The easyMAG-EasyQ HIV-1 system has a higher sensitivity and broader dynamic range than the COBAS AmpliPrep-AMPLICOR system when the standard Roche assay is used alone, with 25 to 3,000,000 IU/ml versus 400 to 750,000 copies/ml, respectively. This system thus obviates the need for processing with a second assay, the Roche Ultrasensitive assay. In the future, this two-test strategy can be replaced by the Roche AmpliPrep-Roche Taqman combination, which has a linear range of 40 to 10E6 RNA copies/ml and is currently under evaluation in this laboratory.
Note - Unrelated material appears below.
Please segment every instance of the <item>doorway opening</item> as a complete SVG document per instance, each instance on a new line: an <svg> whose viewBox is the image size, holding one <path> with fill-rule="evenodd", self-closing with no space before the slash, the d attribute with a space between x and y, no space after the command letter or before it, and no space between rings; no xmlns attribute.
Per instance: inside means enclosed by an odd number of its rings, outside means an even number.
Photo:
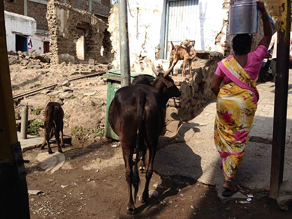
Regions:
<svg viewBox="0 0 292 219"><path fill-rule="evenodd" d="M15 50L27 52L27 36L15 35Z"/></svg>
Fifty percent of the samples tested in this study had values below the LDL of the AMPLICOR assay (400 copies/ml), which shows the impact of ARV therapy on the patients being referred to the laboratory but influences the statistical analysis. Forty percent of the samples tested in the study had negative results in the EasyQ HIV-1 assay (LDL, 25 IU/ml). All 24 samples (9.1%) with a UDL result in the AMPLICOR assay could be quantified by EasyQ HIV-1 assay; in these cases, a high viral load result was always obtained with EasyQ HIV-1. In spite of sensitivity controls in each AMPLICOR run, 8% of the low-positive QC control samples containing 2,500 IU/ml were not detected by the AmpliPrep-AMPLICOR system, while the same control sample was detected with 100% sensitivity (n = 50) by the easyMAG-EasyQ HIV-1 combination. No explanation was found for the AMPLICOR reduced sensitivity on this control material. Both control 1 and 2, however, yielded, on average, lower values with the AMPLICOR assay than the EasyQ. This was similarly noted in the Bland-Altman scatter plots with the clinical samples in Fig. 2 where the EasyQ assay yields higher values than the AMPLICOR in the lower quantitative results. This may relate to differences between the two systems' nucleic amplification and detection technologies.
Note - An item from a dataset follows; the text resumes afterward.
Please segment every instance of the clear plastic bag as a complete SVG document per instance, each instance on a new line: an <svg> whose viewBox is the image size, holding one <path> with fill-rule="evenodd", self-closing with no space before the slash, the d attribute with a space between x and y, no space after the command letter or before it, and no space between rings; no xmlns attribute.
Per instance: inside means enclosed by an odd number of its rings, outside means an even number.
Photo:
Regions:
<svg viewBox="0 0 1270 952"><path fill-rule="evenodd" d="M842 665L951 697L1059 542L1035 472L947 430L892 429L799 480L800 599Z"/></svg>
The throughput of samples was greatly improved using the easyMAG-EasyQ HIV-1 system. One hundred forty-four samples could easily be processed within 6 h using one easyMAG and one EasyQ instrument. Using one AmpliPrep and three COBAS AMPLICOR instruments, processing of the same number of samples takes 24 h. Concerns that require ongoing evaluation include the frequent occurrence of gelation of the samples during transport in the lysis buffer provided by biomérieux, leading to the higher number of invalid samples flagged by the EasyQ analyzer. The potential for contamination has been dramatically reduced with the automated extraction system, but as with any real-time analyzer, significant caution needs to be used to prevent contamination at the back end amplification step. It is for this reason that additional negative controls have been included in the system based on the South African laboratory experience.

The assay thus presents a very real option for HIV-1 viral load monitoring in high-volume environments due to its robust nature and the ability to produce rapid, reproducible results.